He was a Carolina Panther. She was a Charlotte Hornets Honey Bee. Theirs was the quintessential Queen City romance.
When Chris Draft married Keasha Rutledge on November 27, 2011, they made two vows. Their first vow was, of course, to each other. Their second vow was to support those fighting lung cancer. It was a fight they understood well, ever since Keasha’s diagnosis the previous year when she was just 37 years old.
Keasha died one month after their wedding.
Their vows still motivate Chris. They drive his work in Team Draft, the awareness organizationthat he and Keasha launched on their wedding day. They compel him to meet lung cancer survivors, to learn their stories and to share them. So after Chris watches a WCNC newscast that featured five lung cancer survivors in Charlotte, he asks Levine Cancer Institute if he can meet them.
Of course, they tell him.
Uniting to Raise Lung Cancer Awareness
It’s November 15, 2017, and there’s plenty of white – the official color of lung cancer awareness – around Levine Cancer Institute. In honor of the annual White Out event, white flowers, white cake and white outfits show support for the oncology teams and patients in their relentless battle against the disease.
Before the event begins, however, six figures gather in the foyer to meet: Chris, wearing a white Carolina Panthers shirt, and five survivors fighting Stage IV lung cancer: Joy Divine, Angee Lee, Linda Blum, Paige Black and Doris Castevens. They speak in the language familiar to those who know lung cancer too well: of clinical trials, of genetic markers, of emerging treatments.
But mostly, they talk about their optimism and the exciting momentum in lung cancer research. Lung cancer has had more drugs approved in the past three years than any other cancer, even though it’s among the least funded. The new drugs give these women treatment opportunities that weren’t available during Keasha’s fight just six years ago.
“Those drugs didn’t just magically happen. They happened because there’s a great group of folks who fought, who made this a priority. And now we’re seeing breakthroughs,” Chris says. “But what if we put more funding into research? Oh my gosh, the opportunity!”
Their mission is to increase lung cancer awareness – and with it, funding for research. So much attention has been placed on prevention, Chris believes, that it’s negatively impacted awareness. Now, some people feel as though getting lung cancer is a fault, a failure of prevention. Chris says the most important fact for people to learn about lung cancer is this: It’s a disease that anyone can get, including a healthy, non-smoking, 37-year-old dancer named Keasha.
Linda nods in agreement.
“I walk into my appointments, and I think, if only more people could see the waiting room full of people being treated for lung cancer,” says Linda, who was diagnosed three years ago. “Men. Women. All ages. People would be shocked to see who’s really getting lung cancer.”

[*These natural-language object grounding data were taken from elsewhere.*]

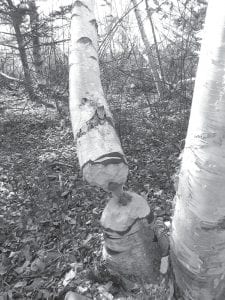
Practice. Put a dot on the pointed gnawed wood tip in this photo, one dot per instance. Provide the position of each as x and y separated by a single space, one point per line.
118 217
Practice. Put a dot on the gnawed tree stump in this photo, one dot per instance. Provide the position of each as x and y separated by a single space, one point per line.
130 248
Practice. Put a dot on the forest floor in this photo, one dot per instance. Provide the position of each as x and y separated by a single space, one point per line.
50 237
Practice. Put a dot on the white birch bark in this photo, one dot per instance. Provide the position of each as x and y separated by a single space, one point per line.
129 246
98 147
198 235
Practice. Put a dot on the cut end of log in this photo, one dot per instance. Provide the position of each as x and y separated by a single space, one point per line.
119 217
104 175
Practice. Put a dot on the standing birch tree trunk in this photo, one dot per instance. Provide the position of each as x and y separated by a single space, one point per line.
198 228
130 248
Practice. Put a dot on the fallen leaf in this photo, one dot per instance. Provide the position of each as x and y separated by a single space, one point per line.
69 276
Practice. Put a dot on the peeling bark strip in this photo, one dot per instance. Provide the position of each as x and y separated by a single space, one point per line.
130 248
92 122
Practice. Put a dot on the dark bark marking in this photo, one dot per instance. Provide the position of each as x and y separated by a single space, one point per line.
99 118
124 232
84 101
85 40
93 57
219 225
75 15
94 23
112 252
80 4
110 158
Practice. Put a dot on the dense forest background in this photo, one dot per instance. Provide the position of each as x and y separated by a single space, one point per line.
50 238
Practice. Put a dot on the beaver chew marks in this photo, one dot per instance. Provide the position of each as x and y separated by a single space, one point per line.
108 169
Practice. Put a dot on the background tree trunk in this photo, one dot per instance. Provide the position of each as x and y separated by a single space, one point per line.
198 236
152 62
37 57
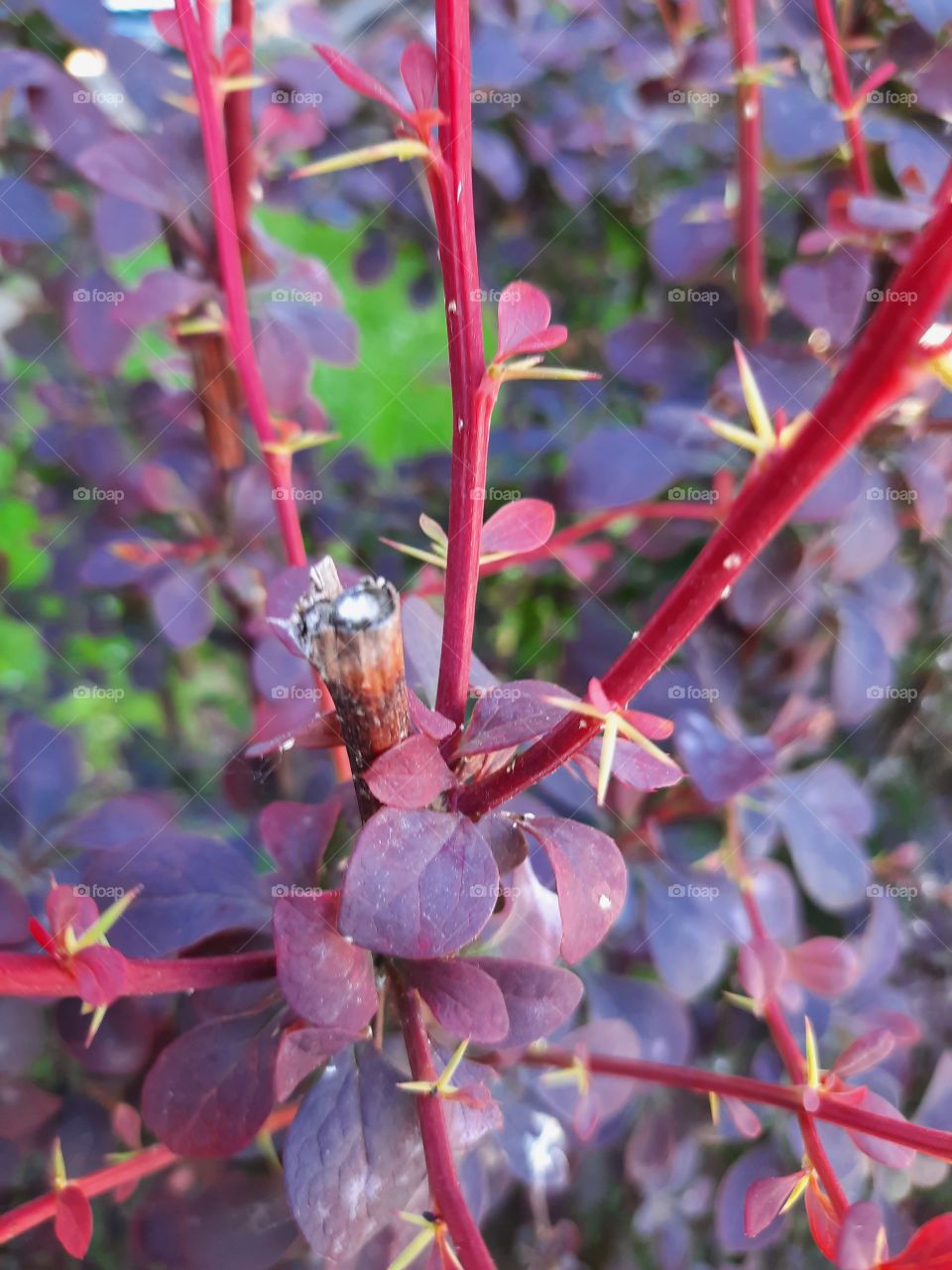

Chris wants people to learn that now, instead of learning like he did – when he had to.
“I don’t want someone to learn about this because their wife gets diagnosed. I don’t want them to learn it because their husband gets diagnosed. I want them to learn it from me,” Chris says. “Research is an investment – it matters. Support it. Fight for it. We need to push things forward.”
Wearing White, Seeing Hope
Slowly, the room begins to fill with those celebrating the White Out. Doctors, nurses, nurse navigators and staff – all wearing white – join Chris and the five survivors. There’s Edward Kim, MD, wearing an all-white suit and even white shoes. And there’s Kathryn F. Mileham, MD, donning a white tutu and a headband with fluffy white antenna. They greet their patients with hugs, then everyone poses for group pictures, alternating between big smiles, flexed muscles, and even a few jazz hands.
Then Chris, Dr. Kim, and Dr. Mileham gather to cut the cake, which has “In Honor of Lung Cancer Awareness” written on top in frosting. With a knife and a smirk, Dr. Kim cuts directly through the words “lung cancer.” The three smile at the symbolism, but Chris’s smile is betrayed by eyes that grow teary.
It was six years ago this month when Chris and Keasha cut their wedding cake. It was six years ago this month when Keasha wore white. Over the years since, he’s never lost sight of those two vows they exchanged.
“Nothing I do will bring my wife back. I’ve accepted that,” Chris told the five survivors. “But you have to be hopeful. And how do I know there’s hope? Because I see you. Things are changing.”